Originally Posted by dlouise37
Background: We brought a portable DVD player with us to the SIN DO in 2004. Can't swear to it but we believe we "cooked" it when we tried to charge the battery in SIN using the 220v 50Hz -->110v 60Hz converter we bought at the luggage store. This year not wanting to take any chances with the new DVD player, or the digital still camera or the digital movie camera or the laptop.... I had an idea.
Why not take the $50.00 UPS I have on my PC to BKK with us. Its' whole purpose in life is to deal with flakey input voltages right? I propose it should handle the output of the converter just fine.
I'm not sure if many standard/consumer UPSs will meet this usage.
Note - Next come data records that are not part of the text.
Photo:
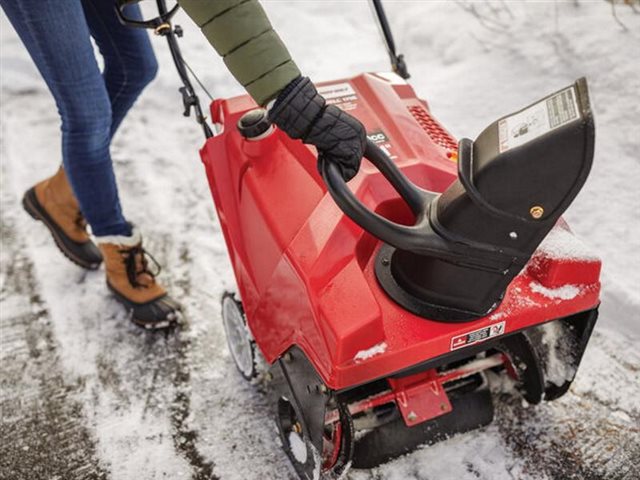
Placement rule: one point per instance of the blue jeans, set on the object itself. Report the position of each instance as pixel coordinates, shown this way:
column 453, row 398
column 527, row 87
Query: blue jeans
column 91, row 103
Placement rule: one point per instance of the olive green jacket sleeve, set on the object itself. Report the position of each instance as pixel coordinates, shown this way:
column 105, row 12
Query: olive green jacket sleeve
column 241, row 33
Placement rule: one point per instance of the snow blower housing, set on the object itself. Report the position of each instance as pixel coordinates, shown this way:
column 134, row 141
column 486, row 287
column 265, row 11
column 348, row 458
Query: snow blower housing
column 384, row 306
column 514, row 182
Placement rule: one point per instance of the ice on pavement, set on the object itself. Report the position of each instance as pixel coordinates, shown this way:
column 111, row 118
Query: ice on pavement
column 150, row 406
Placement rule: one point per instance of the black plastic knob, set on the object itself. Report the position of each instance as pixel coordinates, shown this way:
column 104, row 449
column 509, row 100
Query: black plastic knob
column 254, row 123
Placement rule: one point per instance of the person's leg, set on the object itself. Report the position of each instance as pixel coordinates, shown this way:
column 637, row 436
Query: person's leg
column 57, row 37
column 129, row 61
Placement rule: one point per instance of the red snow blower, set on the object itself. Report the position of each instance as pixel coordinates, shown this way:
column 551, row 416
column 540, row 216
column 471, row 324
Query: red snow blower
column 384, row 308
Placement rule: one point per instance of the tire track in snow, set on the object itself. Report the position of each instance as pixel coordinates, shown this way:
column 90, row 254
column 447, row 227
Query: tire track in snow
column 43, row 429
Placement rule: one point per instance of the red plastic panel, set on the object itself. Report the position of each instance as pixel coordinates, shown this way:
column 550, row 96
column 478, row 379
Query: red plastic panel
column 305, row 271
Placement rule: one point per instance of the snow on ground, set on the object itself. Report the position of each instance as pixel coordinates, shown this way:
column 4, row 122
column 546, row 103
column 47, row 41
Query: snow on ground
column 86, row 395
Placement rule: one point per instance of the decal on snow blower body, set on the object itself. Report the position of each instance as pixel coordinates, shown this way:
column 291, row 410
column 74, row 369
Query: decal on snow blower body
column 477, row 336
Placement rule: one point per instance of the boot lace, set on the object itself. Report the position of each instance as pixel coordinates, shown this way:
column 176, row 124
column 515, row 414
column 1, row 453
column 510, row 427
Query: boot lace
column 136, row 264
column 80, row 221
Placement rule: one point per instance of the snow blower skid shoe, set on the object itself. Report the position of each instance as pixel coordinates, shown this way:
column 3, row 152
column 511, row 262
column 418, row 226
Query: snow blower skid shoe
column 390, row 308
column 52, row 202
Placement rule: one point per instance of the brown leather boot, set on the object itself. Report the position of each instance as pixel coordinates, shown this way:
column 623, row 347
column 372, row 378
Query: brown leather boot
column 52, row 202
column 134, row 284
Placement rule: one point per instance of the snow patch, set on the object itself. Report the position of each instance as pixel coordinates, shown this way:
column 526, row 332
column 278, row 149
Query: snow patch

Most UPS's respone to input voltage problems by simply going to battery. So in the case of my personal UPS (APC BackUPS Pro 420 IIRC), any voltage lower than 106.0 or higher than 127.0 will cause the system to switch to battery. There may be a similar function if the frequency is off of 60 Hz by much. So if you plug it in to 220V 50 Hz it will react by using the battery. It won't charge the battery or convert the 220V line voltage. Most portable UPSs won't have enough battery capacity to run a computer or DVD player for more than 15-60 minutes depending on capacity and load; your power:weight ratio would be better bringing spare laptop/DVD/camera batteries.
There are some expensive high-end UPSs that will convert anomalous line voltages (within reason) to standard power. They essentially do an AC - DC conversion on whatever AC voltage is present, run it through a voltage regulator, and then run the inverter to generate 120V 60 Hz. (Technically not a true sine wave in most UPSs; true-sine inverters are somewhat complicated, quite expensive, and unnecessary for the vast majority of uses.) I suppose if you have one of those and if 220 V is within the range it can handle, you would be able to do this. But I'd be very certain before I'd haul a heavy UPS on a transpacific trip.
As stated by other posters, check the specs on your power bricks for your devices. It is highly probable that your laptop and camera chargers will have "global power" tolerances. The brick for the Dell I'm typing this on can handle
100-240V AC 50/60 Hz input. All I need to use it overseas is a $0.10 adapter that makes the plug fit the wall; no electronics, just wires in the adapter. (usually costs much more than $0.10 in USA.) I don't know anything about portable DVD players but imagine they have power bricks similar to those on laptops.
A lot of the cheap little travel adapters you buy in stores are only designed for shavers and crude electric (not electronic) devices. They put out rough square-wave AC. You might have actually damaged your former unit that way.